Brent crude spiked to roughly $119/bbl (last $109.06, up 0.3%) after strikes on Iranian energy sites, driving energy-led inflation concerns and contributing to major central banks holding rates. U.S. futures were mixed (Dow futures +48 pts/+0.1; S&P500 +3 pts/+0.1; Nasdaq100 -14 pts/-0.1) as markets turned risk-off and gold rebounded but remained set for deep weekly losses amid weaker rate-cut expectations. FedEx raised its full-year profit outlook after a stronger-than-expected fiscal Q3 and jumped >9% premarket, while the Pentagon requested $200bn in war funding — underscoring elevated market and supply-chain risks.

Analysis

An energy-driven shock to shipping chokepoints can propagate into monetary policy via a multi-stage channel: immediate input-cost shock -> margin compression and insurance premium repricing across transportation -> central banks delaying easing as core and goods inflation re-accelerate. That sequencing raises real rates and compresses duration assets, so the market is effectively pricing higher-for-longer even if nominal growth softens over the medium term.
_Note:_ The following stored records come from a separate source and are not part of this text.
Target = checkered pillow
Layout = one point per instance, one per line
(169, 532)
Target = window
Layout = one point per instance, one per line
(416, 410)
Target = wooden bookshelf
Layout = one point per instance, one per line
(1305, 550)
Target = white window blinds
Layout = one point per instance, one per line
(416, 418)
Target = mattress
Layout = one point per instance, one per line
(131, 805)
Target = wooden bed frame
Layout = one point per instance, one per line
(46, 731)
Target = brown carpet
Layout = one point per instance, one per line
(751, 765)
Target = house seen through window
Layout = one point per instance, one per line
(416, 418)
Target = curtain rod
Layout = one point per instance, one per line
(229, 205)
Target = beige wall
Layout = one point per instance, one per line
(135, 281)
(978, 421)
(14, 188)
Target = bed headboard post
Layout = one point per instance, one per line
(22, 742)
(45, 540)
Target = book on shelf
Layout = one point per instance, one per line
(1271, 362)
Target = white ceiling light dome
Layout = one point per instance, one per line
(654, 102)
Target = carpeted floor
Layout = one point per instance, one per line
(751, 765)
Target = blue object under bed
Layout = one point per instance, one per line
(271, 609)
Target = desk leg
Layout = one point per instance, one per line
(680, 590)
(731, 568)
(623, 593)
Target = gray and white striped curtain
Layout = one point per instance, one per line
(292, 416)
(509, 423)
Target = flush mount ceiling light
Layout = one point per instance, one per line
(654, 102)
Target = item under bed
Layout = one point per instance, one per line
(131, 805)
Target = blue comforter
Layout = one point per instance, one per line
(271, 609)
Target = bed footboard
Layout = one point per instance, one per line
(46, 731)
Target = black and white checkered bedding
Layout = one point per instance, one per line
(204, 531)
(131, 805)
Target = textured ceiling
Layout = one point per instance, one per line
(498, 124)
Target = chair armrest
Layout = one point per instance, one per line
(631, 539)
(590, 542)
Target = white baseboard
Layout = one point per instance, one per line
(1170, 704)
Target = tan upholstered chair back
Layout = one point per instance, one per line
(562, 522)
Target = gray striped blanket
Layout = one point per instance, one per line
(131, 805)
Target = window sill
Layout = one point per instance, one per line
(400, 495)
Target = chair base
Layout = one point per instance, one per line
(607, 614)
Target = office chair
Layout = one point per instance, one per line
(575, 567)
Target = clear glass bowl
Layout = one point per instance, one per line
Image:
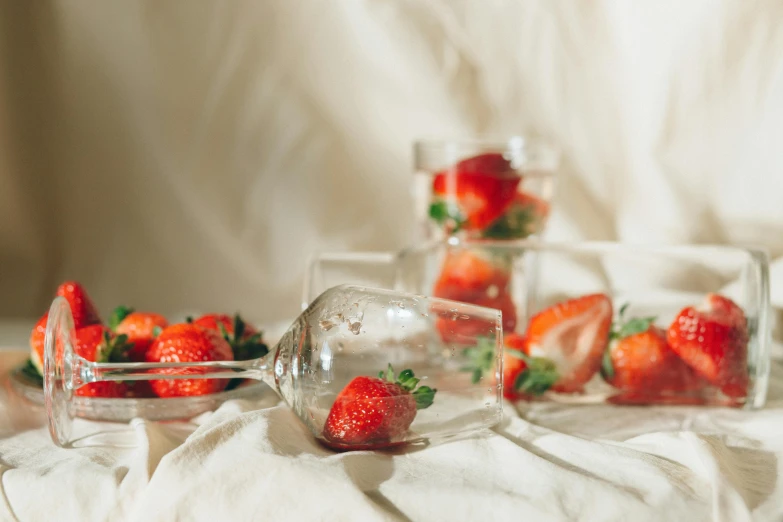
(362, 368)
(497, 190)
(126, 409)
(536, 285)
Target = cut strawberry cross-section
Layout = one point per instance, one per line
(474, 193)
(573, 335)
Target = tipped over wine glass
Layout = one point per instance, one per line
(362, 368)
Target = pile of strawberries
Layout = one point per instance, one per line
(132, 336)
(481, 196)
(564, 346)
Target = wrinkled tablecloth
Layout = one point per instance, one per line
(255, 461)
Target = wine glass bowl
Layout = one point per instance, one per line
(348, 332)
(701, 309)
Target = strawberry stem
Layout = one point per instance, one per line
(424, 395)
(244, 348)
(482, 358)
(518, 223)
(117, 316)
(114, 349)
(622, 328)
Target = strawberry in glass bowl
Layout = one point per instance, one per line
(489, 190)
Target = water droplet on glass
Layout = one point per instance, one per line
(326, 325)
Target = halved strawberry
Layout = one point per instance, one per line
(82, 308)
(573, 335)
(474, 193)
(375, 412)
(713, 340)
(467, 275)
(640, 360)
(83, 312)
(525, 216)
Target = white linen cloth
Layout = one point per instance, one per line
(254, 460)
(191, 154)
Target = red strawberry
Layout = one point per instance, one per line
(96, 343)
(467, 275)
(525, 216)
(83, 310)
(523, 376)
(246, 341)
(375, 412)
(140, 327)
(573, 335)
(188, 343)
(456, 329)
(713, 340)
(639, 360)
(37, 343)
(474, 193)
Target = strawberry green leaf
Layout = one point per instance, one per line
(622, 328)
(424, 396)
(445, 214)
(537, 378)
(636, 325)
(114, 349)
(481, 358)
(119, 313)
(517, 223)
(31, 372)
(407, 380)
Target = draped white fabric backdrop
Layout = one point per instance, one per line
(188, 155)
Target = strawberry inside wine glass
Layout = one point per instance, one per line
(362, 368)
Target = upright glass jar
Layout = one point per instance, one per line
(499, 190)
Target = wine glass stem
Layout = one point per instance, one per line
(257, 369)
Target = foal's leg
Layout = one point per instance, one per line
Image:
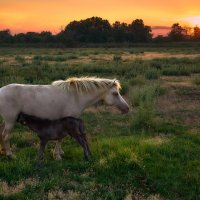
(41, 152)
(83, 143)
(57, 150)
(83, 136)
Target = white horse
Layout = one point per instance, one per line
(60, 99)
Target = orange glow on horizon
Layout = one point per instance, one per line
(52, 15)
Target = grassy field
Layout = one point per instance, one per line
(152, 153)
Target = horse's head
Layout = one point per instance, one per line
(114, 98)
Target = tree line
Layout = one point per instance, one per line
(98, 30)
Winners are entities with immediate cash-flow capture from higher hydrocarbon prices and firms that can re-price services quickly (large integrated energy names, vertically integrated LNG traders, insurers writing war/terrorism premiums). Losers include spot-exposed carriers, small freight forwarders, and non-hedged airlines/short-cycle manufacturers; second-order effects include delayed inventories, longer lead times for industrial capex, and widening credit spreads in commodity-importing EMs. Key tail risks: a rapid reopening of maritime corridors or coordinated SPR releases could reverse commodity spikes within weeks, while escalation to infrastructure-targeted strikes or insurance market paralysis would keep premiums and freight rates elevated for quarters. Time horizons matter—price shocks show up in CPI within 1-3 months, while capex and supply re-routing take 6-18 months to normalize. The consensus treats the shock as a near-term dislocation; that underweights option-like outcomes where shipping insurance repricing creates persistent structural uplift to freight economics (benefiting a small number of asset-light logistics platforms) and where central banks pivot only after visible second-round effects on wage contracts. This asymmetry favors small, tactical option positions across energy and logistics rather than large directional duration bets.